A Journey With No End #7

Jack comes to the finale in his pursuit of Wendy – –

Wendy arrived in Scotland on Friday, and we didn’t stop on the way home from the airport to get a kitten. We went to the shelter on Saturday, after she’d slept for 11 hours. Valkittie was four weeks old, tiny, jet black, and full of herself.  She traveled with us on our journeys and lived to the ripe old age of nineteen. She even signed the witness document with her pawprint a decade later, when we hosted a wedding in our bookstore!

But we were talking about our wedding: time to make some arrangements. Since most of our friends were either folkies or storytellers, we decided to marry on the Friday before the annual Auchtermuchty Folk Festival. August 14th to be precise (making this Monday past our 25th anniversary).

We approached the minister of the local ‘Muchty Presbyterian Church, and she was all for it; however, the governing kirk session said no because we didn’t live in the parish and weren’t members of the congregation.
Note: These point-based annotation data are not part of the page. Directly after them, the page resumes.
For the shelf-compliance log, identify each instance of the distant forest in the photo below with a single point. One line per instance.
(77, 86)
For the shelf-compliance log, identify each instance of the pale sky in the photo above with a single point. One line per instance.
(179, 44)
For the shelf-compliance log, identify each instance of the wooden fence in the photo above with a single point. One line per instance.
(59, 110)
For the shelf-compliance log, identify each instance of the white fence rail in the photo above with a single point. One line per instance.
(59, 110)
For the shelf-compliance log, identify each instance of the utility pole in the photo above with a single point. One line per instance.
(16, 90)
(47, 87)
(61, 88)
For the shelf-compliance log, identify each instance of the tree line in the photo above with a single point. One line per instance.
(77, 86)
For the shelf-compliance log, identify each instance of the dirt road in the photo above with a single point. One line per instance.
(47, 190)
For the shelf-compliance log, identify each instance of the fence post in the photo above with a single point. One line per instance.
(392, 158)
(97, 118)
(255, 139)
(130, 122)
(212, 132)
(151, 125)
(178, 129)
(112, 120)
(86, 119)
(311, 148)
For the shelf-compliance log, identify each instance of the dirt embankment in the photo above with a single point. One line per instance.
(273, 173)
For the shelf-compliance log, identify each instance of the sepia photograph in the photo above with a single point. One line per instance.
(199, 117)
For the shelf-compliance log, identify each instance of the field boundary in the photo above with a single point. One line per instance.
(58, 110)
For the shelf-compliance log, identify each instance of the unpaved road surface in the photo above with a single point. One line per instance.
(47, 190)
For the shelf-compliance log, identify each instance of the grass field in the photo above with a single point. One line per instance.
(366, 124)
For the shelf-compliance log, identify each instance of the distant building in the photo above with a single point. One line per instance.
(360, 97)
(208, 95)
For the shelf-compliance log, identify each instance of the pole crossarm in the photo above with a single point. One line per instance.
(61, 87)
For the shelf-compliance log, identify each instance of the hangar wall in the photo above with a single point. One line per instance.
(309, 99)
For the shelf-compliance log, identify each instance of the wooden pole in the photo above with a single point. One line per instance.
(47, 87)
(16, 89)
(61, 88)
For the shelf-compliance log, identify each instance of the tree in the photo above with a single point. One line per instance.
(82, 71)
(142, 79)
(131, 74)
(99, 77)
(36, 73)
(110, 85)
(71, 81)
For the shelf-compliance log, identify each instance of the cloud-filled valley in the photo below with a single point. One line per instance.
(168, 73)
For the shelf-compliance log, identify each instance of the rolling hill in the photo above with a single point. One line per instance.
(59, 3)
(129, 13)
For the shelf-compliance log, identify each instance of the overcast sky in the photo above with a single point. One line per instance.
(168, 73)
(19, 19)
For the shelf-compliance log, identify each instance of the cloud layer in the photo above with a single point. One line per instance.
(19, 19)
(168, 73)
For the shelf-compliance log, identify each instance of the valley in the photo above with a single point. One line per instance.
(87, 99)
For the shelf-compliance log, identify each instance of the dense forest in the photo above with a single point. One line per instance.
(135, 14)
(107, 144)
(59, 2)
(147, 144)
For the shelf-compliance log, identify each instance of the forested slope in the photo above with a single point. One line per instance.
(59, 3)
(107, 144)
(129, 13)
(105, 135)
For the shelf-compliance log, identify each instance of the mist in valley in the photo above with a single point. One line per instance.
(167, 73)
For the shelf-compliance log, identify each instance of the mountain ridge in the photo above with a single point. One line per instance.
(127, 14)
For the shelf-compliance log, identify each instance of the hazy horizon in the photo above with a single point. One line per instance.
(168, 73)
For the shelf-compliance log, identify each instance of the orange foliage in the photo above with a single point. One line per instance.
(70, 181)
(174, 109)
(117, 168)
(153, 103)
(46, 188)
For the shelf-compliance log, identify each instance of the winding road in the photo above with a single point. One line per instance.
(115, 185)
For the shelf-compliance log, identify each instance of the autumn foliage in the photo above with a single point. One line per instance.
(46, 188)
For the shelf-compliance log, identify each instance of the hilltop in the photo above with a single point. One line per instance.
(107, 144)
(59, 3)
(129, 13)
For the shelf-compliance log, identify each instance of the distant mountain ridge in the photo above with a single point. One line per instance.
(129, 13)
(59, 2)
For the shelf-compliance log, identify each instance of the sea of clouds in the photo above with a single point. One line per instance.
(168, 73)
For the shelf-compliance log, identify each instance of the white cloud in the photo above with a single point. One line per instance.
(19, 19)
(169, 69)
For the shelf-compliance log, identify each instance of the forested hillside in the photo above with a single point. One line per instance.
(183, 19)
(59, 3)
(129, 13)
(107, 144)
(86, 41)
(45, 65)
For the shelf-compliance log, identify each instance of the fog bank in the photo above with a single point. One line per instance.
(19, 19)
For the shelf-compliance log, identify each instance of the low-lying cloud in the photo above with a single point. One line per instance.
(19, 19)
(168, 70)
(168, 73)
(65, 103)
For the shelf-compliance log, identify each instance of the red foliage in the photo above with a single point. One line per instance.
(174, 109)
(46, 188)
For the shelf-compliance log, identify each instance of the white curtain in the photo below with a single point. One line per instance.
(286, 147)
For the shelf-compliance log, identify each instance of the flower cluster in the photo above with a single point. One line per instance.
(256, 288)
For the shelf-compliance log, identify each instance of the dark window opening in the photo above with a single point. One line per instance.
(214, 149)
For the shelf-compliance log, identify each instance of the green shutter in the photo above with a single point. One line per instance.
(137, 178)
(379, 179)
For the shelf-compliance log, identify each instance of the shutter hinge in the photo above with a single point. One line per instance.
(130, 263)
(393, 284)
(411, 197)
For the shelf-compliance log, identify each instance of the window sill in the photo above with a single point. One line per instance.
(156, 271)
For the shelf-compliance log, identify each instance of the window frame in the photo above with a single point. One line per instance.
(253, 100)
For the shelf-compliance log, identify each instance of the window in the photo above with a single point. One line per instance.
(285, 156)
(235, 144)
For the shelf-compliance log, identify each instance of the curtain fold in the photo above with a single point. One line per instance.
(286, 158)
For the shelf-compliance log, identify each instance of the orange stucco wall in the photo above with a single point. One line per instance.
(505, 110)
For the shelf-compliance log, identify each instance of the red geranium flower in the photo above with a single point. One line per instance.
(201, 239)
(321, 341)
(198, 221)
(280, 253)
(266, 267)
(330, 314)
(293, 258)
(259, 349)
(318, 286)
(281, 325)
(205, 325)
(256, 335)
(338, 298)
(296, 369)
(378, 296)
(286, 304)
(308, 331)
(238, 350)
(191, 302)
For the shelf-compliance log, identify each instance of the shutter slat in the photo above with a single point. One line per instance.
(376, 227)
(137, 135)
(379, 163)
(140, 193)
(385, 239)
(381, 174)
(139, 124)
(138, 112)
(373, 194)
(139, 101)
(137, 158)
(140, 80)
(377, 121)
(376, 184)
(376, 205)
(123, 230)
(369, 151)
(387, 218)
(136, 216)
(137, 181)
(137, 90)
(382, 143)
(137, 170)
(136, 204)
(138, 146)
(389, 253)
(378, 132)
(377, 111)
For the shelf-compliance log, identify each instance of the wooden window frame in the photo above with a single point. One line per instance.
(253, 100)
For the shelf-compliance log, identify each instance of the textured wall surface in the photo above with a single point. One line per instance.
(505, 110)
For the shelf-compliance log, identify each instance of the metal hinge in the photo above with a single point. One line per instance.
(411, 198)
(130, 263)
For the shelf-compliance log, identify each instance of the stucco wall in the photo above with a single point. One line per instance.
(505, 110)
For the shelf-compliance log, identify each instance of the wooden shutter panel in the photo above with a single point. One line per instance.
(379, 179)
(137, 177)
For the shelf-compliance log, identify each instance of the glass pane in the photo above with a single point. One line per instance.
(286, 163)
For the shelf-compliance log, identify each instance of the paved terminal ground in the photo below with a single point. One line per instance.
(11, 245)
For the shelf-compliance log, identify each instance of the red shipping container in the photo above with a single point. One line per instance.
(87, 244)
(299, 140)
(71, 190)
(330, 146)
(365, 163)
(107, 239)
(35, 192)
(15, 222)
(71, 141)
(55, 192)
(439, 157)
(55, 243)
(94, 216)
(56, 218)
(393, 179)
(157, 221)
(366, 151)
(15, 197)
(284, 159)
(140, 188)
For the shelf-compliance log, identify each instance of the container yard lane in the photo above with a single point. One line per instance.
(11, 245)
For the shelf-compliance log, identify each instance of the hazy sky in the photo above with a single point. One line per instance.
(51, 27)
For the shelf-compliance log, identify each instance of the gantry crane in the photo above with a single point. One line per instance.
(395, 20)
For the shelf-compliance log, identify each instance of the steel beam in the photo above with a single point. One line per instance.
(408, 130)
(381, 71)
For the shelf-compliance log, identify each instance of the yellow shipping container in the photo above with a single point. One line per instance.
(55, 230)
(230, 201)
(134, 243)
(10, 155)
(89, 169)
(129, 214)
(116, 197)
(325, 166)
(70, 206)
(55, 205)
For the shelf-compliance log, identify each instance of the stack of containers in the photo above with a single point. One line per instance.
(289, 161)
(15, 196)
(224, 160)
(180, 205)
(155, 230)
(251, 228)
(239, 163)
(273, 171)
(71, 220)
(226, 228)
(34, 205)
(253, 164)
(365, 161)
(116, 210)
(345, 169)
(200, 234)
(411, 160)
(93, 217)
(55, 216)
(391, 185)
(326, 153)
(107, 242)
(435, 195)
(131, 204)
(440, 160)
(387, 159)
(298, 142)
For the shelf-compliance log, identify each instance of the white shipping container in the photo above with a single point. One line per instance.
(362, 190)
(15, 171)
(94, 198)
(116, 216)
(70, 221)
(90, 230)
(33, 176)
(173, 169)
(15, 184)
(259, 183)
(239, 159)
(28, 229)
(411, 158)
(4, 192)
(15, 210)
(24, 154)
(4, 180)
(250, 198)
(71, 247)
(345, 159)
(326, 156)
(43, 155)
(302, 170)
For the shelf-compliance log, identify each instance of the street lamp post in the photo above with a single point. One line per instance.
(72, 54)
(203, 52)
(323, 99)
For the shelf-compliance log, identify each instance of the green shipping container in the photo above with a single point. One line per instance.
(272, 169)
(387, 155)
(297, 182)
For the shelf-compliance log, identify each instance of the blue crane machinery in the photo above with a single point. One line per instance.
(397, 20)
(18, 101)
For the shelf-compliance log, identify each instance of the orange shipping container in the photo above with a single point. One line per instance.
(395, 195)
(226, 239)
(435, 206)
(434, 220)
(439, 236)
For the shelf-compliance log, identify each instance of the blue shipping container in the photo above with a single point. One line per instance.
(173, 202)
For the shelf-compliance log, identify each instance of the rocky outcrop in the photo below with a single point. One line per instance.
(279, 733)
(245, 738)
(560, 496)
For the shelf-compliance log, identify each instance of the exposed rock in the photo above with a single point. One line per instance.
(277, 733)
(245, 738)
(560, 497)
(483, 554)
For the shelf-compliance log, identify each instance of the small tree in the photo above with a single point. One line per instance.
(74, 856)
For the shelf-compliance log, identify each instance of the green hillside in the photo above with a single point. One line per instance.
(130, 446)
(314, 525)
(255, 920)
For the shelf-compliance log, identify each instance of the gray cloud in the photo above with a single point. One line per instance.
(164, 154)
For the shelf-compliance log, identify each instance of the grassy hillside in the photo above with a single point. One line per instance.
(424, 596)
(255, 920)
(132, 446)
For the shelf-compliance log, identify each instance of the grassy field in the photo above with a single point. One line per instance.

So our good friend Aileen Carr, who lived across the street from the church in a lovely old stone house, said “Have it here!”

Invitations went out, and Wendy’s parents arrived with brand new passports. We took them for a tour of the highlands, and we stayed overnight at the B&B of another friend, Doli McLennan, where she made sure we had adjoining rooms, much to Wendy’s mother’s chagrin.

Wendy would be staying with another friend just up the street from the wedding venue for the next few nights, but she had developed a dreadful cold. She went to the local pharmacy, and the guy on duty reached behind him and produced a brown bottle. “Take this before you go to bed tonight, lassie, and don’t drive in the morning,” he said – it was Codeine – – –

The day arrived and it was raining, but by the scheduled time the sun came out. Aileen’s house  looked lovely, not least because Wendy’s friend Mike had arrived at the last minute and ironed all the tablecloths.

How to explain Mike? When we got back from the Highlands, a message on our answering machine from Mike said, “Hey, I’m in the airport in Edinburgh. Where am I supposed to go?”

I expressed concern at one of her hapless American friends running around alone and unprotected, but Wendy smiled and waved a dismissive hand.

“Mike will show up the morning of the wedding, riding an elephant, fronting a brass band. He’s that guy.”

Actually, he showed up with the cocktail waitress from the bar he had closed the night before down in Dunfermline. He’d remembered that I lived there, but found a pub instead of my house, and a willing guide to get him to ‘Muchty…. who I’m sure was a nice lassie. She dropped him off and went back to her bartending duties—after making sure he had her phone number for after the nuptials.

Wendy’s bridesmaid, Donna-Marie, arrived from Virginia and also had adventures in the pubs of Dunfermline, as well as scaring a taxi driver who couldn’t find ‘Muchty.